Bennett two years later

March 12 th 2019 - 17:14

 

Ireland's Sam Bennett surged with 200-km to go to snatch his second stage win in Paris-Nice after the one clinched two years ago in Chalons-sur-Saone. The Bora-Hansgrohe sprinter was the freshest of the field in the finale and he overpowered Australia's Caleb Ewan (Lotto-Soudal), who had to be content with his second runner-up spot in this edition while Fabio Jakobsen (Deceuninck Quick Step) was third. Race leader Dylan Groenewegen (Jumbo-Visma), winner of the first two stages, returned to the front too late to be a contender this time. The Dutchman still retained his overall leader's yellow jersey with a six-second lead over Michal Kwiatkowski (Sky) and 11 seconds over Luis Leon Sanchez (Astana)

Headwind

The start was given at 11:43 to 152 riders. A few kilometers after Cepoy, title-holder Marc Soler was involved in a crash which forced Domen Novak (Bahrian-Merida) out of the race. At the first sprint of the day in Chatillon-Coligny, Michal Kwiatkowski (Sky) collected three more bonus seconds ahead of Luis Leon Sanchez (Astana) and Tony Gallopin (AG2R). With strong headwind on the course, the pace was leisurely at 31.4 kph in the first hours. Eight riders - Thomas De Gendt (Lotto-Soudal), Tao Geoghegan Hart (Sky), Olivier Le Gac (Groupama-FDJ), Tim Declercq (Deceuninck-Quk Step), Reto Hollenstein (Katusha), Anthony Turgis (Direct Energie) , Kevin Reza (Vital Concept) and Ramunas Navardauskas (Delko Marseille Provence) made the first attempt at km 32 but were caught six kilometers later as Turgis was too dangerous in the GC.

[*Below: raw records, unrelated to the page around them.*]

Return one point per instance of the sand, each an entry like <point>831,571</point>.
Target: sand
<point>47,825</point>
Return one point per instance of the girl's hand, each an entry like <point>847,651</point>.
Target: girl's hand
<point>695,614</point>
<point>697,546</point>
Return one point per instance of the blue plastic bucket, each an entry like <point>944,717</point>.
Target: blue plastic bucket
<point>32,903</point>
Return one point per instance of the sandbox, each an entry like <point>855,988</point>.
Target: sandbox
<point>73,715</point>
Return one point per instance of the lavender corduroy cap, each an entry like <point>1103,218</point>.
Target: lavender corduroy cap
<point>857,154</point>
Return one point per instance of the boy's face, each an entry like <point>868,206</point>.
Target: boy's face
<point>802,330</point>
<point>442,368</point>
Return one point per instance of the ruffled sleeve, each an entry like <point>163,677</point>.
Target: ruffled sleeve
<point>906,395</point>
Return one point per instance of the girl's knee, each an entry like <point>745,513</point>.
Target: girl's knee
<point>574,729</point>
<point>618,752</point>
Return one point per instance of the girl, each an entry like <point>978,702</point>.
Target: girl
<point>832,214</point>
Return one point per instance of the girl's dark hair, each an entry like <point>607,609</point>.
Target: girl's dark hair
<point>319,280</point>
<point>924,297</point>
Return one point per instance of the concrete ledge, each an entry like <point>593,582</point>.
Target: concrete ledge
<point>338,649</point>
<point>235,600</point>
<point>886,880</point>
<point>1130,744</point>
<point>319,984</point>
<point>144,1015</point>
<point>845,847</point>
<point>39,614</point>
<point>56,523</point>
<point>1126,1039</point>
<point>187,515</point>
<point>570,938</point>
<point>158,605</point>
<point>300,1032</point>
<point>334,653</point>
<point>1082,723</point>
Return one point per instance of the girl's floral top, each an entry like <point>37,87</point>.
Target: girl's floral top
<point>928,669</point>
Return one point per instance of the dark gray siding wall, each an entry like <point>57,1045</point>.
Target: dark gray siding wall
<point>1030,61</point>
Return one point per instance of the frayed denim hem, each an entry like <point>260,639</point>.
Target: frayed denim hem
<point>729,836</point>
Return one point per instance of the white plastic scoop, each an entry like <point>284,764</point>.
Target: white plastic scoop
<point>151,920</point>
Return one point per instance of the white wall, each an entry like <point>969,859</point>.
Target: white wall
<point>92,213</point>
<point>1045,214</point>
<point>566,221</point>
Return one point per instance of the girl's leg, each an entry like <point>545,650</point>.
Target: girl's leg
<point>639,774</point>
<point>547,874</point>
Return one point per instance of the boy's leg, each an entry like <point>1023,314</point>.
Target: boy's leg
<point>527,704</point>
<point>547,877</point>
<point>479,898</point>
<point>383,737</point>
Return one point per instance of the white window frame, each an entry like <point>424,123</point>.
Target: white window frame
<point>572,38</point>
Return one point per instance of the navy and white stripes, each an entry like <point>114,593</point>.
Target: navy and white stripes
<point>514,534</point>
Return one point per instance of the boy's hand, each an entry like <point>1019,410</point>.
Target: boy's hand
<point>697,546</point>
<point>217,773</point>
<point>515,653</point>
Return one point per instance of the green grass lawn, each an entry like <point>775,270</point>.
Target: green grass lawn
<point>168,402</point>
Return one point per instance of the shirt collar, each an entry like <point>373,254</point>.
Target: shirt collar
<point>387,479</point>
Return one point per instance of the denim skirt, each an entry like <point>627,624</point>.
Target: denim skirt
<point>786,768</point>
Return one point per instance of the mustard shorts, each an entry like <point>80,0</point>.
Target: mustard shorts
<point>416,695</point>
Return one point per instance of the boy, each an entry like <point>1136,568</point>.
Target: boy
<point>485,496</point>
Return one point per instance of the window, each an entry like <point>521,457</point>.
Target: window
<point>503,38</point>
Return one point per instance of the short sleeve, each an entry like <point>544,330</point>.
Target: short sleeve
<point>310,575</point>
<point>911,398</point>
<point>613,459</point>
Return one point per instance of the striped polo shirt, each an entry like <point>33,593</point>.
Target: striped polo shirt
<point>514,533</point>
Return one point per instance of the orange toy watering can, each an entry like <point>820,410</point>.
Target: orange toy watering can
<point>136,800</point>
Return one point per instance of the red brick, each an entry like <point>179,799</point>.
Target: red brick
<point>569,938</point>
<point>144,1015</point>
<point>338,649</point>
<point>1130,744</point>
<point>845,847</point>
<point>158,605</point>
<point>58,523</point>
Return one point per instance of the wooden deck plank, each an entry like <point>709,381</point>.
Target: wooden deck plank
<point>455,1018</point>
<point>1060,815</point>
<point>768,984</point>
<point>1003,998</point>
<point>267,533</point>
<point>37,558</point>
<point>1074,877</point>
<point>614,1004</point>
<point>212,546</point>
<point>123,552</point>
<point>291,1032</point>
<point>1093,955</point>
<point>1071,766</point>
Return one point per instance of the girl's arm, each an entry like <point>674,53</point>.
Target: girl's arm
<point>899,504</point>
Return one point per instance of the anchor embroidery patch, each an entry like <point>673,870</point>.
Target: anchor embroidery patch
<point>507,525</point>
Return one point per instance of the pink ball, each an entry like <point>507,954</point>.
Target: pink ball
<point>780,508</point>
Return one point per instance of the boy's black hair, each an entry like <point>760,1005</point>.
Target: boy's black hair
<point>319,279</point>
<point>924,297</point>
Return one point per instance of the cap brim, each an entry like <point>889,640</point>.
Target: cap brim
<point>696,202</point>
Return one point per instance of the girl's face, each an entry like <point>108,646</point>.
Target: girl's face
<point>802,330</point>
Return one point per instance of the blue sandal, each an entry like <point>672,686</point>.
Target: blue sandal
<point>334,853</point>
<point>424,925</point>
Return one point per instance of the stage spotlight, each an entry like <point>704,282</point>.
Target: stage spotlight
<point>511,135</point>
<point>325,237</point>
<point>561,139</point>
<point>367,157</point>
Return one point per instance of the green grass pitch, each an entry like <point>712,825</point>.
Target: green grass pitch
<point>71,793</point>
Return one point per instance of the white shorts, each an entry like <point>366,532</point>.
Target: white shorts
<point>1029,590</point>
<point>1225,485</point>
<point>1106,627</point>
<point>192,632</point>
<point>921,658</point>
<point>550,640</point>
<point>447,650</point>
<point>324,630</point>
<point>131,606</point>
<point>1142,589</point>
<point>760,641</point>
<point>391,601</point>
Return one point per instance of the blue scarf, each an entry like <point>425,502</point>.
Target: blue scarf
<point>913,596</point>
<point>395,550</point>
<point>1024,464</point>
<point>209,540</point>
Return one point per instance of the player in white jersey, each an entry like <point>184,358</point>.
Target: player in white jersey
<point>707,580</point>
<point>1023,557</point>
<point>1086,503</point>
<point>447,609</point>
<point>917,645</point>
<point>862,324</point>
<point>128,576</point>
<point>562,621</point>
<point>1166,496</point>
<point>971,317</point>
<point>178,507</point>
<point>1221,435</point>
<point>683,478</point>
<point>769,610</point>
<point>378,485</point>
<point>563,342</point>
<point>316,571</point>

Two Delko riders lead the way

Navardauskas kept going and was soon joined by team-mate Alessandro Fedeli. The pack gave them the go-ahead and the two earned a maximum lead of 5:35 at kilometer 49. The peloton, led by Jumbo-Visma and Lotto-Soudal riders, kept waiting patiently for the finale while slowly bridging the gap with the escapees (2:00 with 70 km to go). However moderate compared with stage 2, the pace was still too high for some exhausted riders like Fabio Aru (UAE), who was ill and called it quits. The bunch finally raised the tempo and reeled in the two Delko-Marseille-Provence riders with 38 km to go.

Sky seize the reins

Six kilometers further down the course, as the road narrowed to lead to a bridge, a crash in the peloton halted a portion of the bunch. While nobody was injured, the pile-up forced riders like Soler, Simon Yates (Mitchelton-Scott) or Miguel Angel Lopez (Astana) to chase after the pack. But the peloton regrouped with 20 km to go, gearing up for the finale. The second intermediate sprint of Bagneux (km 182) saw Kwiatkowki scavenge three more seconds ahead of Egan Bernal. The two Sky leaders somewhat took the sprinters off their guard in the last 3 km when they took the reins of the peloton and stretched the field. It took time for Groenewegen's team-mates to bring him back in the sprint positions and the Dutchman -- finally 9th in the stage -- could not do anything when Bennett emerged with Ewan in his wheel.